Other Therapeutic Aids and Passive Techniques for Piriformis Syndrome
In addition to physical therapy exercises, various passive techniques and therapeutic aids can complement treatment for piriformis syndrome –
Heat and Cold Therapy
Applying heat to the affected area helps relax tight muscles, improving blood circulation and reducing muscle stiffness. On the other hand, cold packs are excellent for calming inflammation and numbing pain in acute phases. Alternating between heat and cold can offer a balanced approach to pain management.
Ultrasound Therapy
Ultrasound therapy uses sound waves to deliver deep heating to soft tissues and muscles. This technique promotes tissue relaxation, enhances blood flow, and can accelerate the healing process. It is often recommended for chronic muscle tension associated with piriformis syndrome
Electrical Stimulation
Techniques like Transcutaneous Electrical Nerve Stimulation (TENS) can modulate pain signals. It can provide immediate relief by disrupting the pain cycle, making it a valuable non-invasive treatment option for managing persistent discomfort.
Dry Needling
Dry needling (Acupuncture) involves inserting fine needles into trigger points within the piriformis muscle. This technique targets knots and tight bands, helping release muscle tension and restore normal function. It is especially effective in reducing pain and improving mobility.
Benefits of Professional Physical Therapy
Engaging with a physical therapist offers several advantages –
Customized Treatment Plans
A physical therapist assesses individual needs, designing a targeted plan to address specific symptoms and causes.
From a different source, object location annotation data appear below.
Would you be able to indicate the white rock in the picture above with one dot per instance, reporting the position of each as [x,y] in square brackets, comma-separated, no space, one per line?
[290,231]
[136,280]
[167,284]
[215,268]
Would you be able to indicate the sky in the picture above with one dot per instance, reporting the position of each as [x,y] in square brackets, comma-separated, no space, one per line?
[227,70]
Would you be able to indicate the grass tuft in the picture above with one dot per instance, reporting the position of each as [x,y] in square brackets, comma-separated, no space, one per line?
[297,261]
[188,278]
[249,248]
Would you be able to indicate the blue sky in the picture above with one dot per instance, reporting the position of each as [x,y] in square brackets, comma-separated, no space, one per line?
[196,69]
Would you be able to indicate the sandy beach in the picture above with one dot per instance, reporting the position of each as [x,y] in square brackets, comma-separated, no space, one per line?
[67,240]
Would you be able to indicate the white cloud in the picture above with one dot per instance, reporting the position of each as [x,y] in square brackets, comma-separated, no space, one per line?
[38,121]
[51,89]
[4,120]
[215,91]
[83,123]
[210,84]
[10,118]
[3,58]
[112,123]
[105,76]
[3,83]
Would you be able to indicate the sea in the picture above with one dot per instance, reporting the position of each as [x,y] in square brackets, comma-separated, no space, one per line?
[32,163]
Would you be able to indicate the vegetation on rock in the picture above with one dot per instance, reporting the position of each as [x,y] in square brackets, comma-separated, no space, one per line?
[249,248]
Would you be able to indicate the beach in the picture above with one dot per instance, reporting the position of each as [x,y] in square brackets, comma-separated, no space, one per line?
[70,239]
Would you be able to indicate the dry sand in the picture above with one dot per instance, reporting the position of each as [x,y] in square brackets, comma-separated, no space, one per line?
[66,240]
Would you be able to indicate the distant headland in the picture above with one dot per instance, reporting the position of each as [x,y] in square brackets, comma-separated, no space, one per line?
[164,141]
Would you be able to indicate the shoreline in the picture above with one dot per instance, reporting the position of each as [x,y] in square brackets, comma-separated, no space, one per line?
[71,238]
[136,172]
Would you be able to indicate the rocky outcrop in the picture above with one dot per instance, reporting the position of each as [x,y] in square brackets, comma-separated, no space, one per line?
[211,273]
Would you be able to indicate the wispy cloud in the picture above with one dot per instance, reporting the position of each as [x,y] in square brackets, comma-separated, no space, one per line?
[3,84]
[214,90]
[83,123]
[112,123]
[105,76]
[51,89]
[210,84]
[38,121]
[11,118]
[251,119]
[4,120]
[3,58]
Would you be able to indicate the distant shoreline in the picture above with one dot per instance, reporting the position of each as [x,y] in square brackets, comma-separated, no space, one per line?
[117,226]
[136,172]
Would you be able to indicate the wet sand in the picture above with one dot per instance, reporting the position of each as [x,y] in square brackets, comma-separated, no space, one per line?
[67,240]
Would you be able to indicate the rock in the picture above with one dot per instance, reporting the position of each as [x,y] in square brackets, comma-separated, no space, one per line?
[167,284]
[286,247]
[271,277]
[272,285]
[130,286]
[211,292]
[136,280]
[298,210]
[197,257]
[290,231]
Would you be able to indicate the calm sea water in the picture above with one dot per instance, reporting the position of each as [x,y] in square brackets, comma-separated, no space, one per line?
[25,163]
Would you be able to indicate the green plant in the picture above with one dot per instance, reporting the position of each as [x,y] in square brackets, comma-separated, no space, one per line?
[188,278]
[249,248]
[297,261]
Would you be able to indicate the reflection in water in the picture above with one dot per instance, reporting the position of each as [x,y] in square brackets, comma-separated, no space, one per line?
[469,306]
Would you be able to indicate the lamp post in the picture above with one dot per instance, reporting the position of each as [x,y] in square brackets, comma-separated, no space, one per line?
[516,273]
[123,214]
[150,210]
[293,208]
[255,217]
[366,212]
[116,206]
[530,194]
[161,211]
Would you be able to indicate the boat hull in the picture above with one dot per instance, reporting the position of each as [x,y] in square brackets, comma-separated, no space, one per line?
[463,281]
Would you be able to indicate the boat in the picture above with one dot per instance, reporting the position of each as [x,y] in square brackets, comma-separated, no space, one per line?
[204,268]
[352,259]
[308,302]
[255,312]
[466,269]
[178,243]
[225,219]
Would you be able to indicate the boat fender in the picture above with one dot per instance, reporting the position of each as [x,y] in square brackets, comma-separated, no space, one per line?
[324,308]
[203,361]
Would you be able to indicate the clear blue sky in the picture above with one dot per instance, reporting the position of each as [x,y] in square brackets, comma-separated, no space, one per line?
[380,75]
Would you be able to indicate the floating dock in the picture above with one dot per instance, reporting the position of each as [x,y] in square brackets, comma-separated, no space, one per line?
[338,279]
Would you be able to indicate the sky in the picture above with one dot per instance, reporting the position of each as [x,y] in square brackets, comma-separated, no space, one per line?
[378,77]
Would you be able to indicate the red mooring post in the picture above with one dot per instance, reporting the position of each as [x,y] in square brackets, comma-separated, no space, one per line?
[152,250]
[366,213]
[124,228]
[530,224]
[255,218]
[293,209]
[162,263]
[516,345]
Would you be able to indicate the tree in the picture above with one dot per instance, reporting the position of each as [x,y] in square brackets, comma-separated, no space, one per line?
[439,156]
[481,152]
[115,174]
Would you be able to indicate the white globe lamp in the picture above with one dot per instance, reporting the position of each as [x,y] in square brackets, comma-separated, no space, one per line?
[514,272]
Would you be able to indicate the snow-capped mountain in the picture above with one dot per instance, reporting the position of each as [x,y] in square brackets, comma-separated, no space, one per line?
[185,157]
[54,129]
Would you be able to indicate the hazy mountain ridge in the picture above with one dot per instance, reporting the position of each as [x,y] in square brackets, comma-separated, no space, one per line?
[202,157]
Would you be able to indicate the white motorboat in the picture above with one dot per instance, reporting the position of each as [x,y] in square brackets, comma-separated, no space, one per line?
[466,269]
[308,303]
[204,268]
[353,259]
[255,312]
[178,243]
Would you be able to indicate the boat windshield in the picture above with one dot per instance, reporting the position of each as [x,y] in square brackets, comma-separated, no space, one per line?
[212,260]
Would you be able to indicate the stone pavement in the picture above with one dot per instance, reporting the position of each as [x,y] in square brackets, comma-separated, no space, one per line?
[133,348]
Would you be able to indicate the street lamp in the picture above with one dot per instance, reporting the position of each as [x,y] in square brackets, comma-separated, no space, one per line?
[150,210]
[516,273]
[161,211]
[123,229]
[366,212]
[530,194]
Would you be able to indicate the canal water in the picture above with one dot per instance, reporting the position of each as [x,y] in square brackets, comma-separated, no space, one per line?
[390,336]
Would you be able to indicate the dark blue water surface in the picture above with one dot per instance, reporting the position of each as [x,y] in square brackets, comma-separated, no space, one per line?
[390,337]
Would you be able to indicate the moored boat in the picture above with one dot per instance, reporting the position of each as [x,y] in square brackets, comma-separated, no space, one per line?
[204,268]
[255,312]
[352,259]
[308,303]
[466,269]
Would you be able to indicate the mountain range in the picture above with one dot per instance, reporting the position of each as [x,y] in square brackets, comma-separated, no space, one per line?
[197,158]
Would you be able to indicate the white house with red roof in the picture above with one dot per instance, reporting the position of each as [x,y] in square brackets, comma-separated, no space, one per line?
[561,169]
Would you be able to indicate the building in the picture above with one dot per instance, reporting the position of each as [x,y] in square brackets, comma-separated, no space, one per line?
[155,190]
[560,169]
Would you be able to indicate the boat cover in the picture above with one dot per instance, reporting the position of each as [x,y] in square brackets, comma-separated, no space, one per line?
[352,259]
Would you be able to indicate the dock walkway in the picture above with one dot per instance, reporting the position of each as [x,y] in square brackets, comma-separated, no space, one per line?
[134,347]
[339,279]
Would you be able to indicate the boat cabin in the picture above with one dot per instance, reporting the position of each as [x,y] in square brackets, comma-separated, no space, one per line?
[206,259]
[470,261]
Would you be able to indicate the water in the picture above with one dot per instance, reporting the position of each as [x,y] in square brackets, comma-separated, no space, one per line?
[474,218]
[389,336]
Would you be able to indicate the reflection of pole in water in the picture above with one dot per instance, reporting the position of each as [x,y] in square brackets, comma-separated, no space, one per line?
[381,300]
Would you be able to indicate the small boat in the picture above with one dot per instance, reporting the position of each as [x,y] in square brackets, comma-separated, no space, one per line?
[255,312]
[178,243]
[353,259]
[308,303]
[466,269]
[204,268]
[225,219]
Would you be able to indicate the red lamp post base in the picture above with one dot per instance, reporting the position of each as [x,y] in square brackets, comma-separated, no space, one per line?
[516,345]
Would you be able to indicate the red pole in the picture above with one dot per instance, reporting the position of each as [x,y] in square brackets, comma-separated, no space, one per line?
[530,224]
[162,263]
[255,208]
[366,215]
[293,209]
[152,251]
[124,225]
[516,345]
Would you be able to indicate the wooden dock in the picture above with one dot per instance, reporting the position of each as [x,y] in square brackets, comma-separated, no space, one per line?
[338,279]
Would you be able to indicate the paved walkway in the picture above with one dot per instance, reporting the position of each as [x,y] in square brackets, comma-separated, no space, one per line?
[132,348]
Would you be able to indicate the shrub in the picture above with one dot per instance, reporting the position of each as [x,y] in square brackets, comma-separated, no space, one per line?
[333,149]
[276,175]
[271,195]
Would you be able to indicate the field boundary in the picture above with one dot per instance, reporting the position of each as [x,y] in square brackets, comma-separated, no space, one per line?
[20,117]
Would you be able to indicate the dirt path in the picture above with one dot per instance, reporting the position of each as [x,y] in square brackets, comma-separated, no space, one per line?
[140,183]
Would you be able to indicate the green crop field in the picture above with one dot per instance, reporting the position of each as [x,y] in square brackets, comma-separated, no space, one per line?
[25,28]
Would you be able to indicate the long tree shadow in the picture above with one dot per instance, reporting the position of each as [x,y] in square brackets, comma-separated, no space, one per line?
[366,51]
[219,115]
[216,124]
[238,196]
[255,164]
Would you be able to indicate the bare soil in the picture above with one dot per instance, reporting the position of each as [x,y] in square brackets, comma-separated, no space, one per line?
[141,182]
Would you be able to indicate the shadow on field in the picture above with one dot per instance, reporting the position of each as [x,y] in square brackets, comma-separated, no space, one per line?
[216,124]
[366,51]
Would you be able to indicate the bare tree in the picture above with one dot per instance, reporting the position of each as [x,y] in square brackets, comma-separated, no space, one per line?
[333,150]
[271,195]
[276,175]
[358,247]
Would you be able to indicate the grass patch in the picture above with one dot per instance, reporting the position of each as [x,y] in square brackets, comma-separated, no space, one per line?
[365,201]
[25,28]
You can get in touch with physiotherapy specialists in Brampton to know more.
Preventing the Recurrence of Pain
Therapists focus on building strength and teaching proper movement patterns to prevent future episodes of piriformis syndrome.
At-Home Tips for Managing Symptoms
Self-care strategies can support recovery –
Self-Massage Techniques
Using a foam roller or tennis ball to apply gentle pressure can alleviate muscle tightness.
Lifestyle Modifications
Incorporate regular breaks from prolonged sitting, maintain proper posture, and engage in routine stretching to prevent muscle tightness.
Conclusion
Piriformis syndrome doesn’t have to disrupt your life. With the right combination of physical therapy, exercises, and lifestyle changes, managing this condition becomes entirely achievable. A professional treatment approach for piriformis syndrome is particularly effective, providing customized solutions that address both symptoms and underlying causes.
Take control of your discomfort and regain mobility with RMT Movement. Let us guide you at every step of the way. Contact us to know more and expedite your recovery journey.
FAQs
What should I avoid during my recovery from piriformis syndrome?
Avoid prolonged sitting, excessive running, heavy lifting, and any activity that worsens pain or strain on the piriformis muscle.
Does physical therapy help with piriformis syndrome?
Yes, physical therapy helps by reducing pain, improving mobility, and strengthening surrounding muscles to prevent recurrence.
What manual therapy techniques are used to treat piriformis syndrome?
Manual therapy may include deep tissue massage, myofascial release, trigger point therapy, and joint mobilization to relieve muscle tension and improve circulation.
How long does it take to see results from physical therapy for piriformis syndrome?
Most people experience improvement within a few weeks, but full recovery may take 6–8 weeks with consistent therapy and exercises.